What are the other options?
- Ban on physical rallies should not bother political parties too much though. There are other avenues available for political parties and candidates for election campaigns. ECI has allowed door-to-door campaigning, with not more than five people at a time, including the candidate.
- Door-to-door campaigning has been an important mode of polling from the very beginning. In a changed situation, parties and candidates need to strengthen this mode of election campaigning. More groups should be formed to engage in more door-to-door campaigns.
- While big crowds at election rallies do help the party in creating a perception of its chances of winning an election, it is important to note that these crowds are not necessarily an indicator of victory of the party as a sizeable number at these rallies are a “hired crowd”.

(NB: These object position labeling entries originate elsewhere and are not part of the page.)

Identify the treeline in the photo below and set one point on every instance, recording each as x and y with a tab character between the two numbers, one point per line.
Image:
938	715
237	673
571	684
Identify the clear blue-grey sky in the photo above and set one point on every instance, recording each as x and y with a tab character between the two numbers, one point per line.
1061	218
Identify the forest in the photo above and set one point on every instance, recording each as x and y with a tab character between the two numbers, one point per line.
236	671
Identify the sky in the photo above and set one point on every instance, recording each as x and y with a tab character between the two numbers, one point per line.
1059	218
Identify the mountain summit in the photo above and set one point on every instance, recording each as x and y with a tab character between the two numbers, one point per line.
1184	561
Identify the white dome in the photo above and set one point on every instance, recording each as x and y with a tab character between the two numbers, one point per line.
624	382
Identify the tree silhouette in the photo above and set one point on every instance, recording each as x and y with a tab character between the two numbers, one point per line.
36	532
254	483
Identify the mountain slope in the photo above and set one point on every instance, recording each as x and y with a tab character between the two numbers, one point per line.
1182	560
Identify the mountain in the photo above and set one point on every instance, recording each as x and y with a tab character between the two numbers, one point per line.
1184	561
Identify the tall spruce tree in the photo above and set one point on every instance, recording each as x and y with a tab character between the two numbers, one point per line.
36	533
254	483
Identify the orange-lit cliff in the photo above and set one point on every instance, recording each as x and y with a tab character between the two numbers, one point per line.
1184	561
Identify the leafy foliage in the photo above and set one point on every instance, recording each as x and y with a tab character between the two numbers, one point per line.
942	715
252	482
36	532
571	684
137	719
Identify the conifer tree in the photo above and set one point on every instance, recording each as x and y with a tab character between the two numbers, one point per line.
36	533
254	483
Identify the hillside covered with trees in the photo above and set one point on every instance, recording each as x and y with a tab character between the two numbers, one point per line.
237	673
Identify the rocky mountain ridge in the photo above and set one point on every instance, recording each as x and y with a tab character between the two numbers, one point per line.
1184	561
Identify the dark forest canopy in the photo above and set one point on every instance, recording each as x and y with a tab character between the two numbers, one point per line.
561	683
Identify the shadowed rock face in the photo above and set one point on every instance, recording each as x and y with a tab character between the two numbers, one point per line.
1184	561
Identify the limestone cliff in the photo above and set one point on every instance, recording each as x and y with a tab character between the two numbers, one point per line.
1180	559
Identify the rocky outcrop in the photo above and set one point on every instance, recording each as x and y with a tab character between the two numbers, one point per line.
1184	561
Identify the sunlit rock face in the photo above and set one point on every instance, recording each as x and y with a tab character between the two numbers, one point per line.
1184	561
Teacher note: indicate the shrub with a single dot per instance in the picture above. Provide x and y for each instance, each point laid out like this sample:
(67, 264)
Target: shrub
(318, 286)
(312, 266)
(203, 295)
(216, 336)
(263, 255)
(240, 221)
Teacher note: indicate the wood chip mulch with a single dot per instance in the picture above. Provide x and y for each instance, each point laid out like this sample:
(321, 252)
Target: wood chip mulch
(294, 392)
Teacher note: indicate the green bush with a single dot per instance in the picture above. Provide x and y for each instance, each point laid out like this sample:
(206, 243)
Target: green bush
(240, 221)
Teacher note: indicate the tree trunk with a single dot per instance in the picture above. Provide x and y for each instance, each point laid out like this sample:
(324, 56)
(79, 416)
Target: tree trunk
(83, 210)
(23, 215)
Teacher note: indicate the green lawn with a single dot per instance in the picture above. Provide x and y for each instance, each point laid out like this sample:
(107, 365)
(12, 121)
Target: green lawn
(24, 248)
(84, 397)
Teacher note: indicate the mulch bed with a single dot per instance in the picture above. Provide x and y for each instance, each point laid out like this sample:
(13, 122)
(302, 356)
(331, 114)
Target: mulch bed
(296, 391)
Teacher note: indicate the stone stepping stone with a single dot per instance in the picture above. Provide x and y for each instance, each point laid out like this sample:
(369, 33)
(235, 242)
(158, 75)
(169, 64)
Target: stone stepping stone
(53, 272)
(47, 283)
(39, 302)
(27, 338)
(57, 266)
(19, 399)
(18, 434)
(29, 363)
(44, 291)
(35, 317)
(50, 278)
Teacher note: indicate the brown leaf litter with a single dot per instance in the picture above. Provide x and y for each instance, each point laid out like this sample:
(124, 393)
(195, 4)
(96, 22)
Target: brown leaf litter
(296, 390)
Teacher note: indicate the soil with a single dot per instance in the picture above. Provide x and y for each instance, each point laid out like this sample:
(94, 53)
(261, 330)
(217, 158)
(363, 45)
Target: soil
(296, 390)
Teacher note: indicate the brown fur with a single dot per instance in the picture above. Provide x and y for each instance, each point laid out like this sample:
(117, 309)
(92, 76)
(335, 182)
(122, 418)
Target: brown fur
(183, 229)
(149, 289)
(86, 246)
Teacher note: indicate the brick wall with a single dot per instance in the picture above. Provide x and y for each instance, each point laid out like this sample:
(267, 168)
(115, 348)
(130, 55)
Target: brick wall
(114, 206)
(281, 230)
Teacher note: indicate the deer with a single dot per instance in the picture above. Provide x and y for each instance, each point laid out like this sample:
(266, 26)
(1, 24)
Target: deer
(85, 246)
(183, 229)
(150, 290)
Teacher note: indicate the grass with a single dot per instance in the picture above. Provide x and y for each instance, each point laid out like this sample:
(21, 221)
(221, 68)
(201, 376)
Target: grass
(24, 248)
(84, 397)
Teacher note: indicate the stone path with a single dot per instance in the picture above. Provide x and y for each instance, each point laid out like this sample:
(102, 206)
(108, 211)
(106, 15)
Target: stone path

- And merely attending the rally does not mean that they would end up voting for the party of which they attended the rally.
- Some attend the rally as they want to see their leader, while others attend it for payment, and are even provided free transport to the venue.
- Essentially, all those who turn up to attend the rally do not vote for the party. So, a ban on physical rallies will not as such affect the prospect of the party, which organises more rallies.
- Since the digital divide will work against them, they can minimise the blow by organising more door-to-door campaigns.
The EC must ensure regional parties get their due space on all digital platforms as the Election Commission would equally be tested on its constitutional mandate of ensuring free and fair elections — the bedrock of democracy.